部下に仕事を実行してもらうための適切な業務指示の出し方

 

部下にしっかりと仕事をしてもらいたい!

だけど、部下はなかなか思うように動いてくれないし、結果もついてこないといったことはよくある話。

このようにうまくいかないのにはいくつか理由が考えられますが、もしかしたら上司であるあなた自身の「業務指示」の出し方に問題があるかもしれません。

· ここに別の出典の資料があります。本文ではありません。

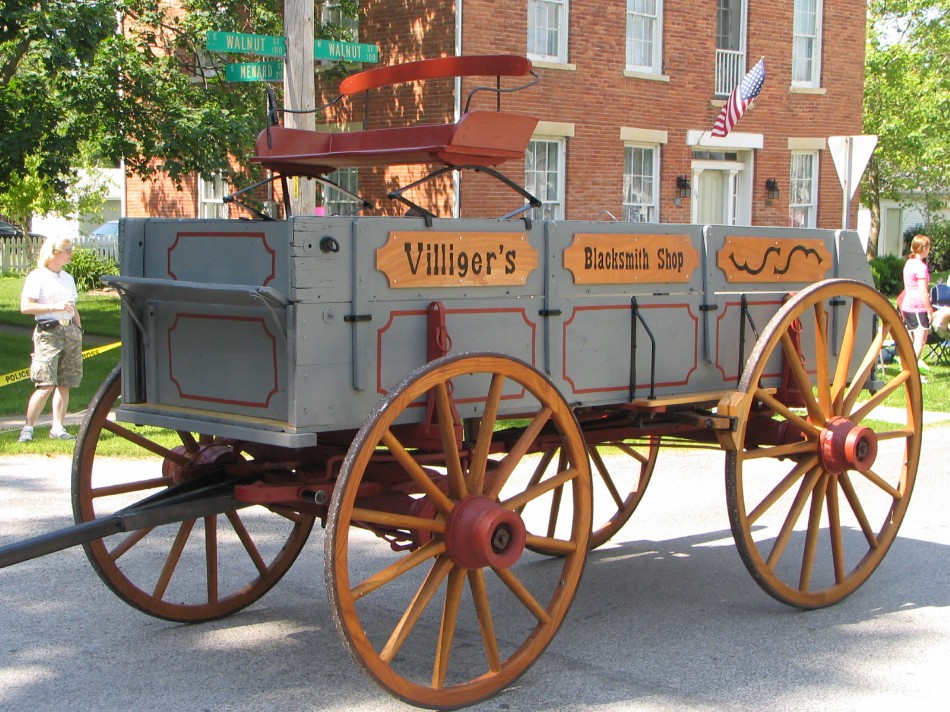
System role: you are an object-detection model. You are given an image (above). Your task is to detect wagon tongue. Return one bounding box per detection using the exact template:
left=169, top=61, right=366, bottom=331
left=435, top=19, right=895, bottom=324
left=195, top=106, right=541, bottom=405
left=0, top=472, right=249, bottom=568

そこでこちらでは、部下に仕事を実行してもらうための適切な業務指示の出し方について記します。

 

業務指示の大前提として上司が行うべきこと

組織において、上司であるあなたの役割は、求められる成果を出すこと、つまり、部下に成果を出してもらえるように働きかけることです。

そのために上司が行うべきことは、

  • 適切な業務指示を出すこと
  • その業務指示を部下に正しく理解させること
  • 部下が業務指示を実行させるために必要な環境を整えること

が大前提となります。

 

 

業務指示をされた部下の目線に立つ

さて、上司として正しく業務指示を出しても、全ての部下がサクサクと動いてはくれません。

だからこそ、工夫が必要なのです。

ここで意識すべきは、「部下の目線に立つ」ということです。

 

部下の反応を想定する

まず第一に、「この業務指示を受けたときに、部下はどんな反応をするだろうか?」とイメージしてみます。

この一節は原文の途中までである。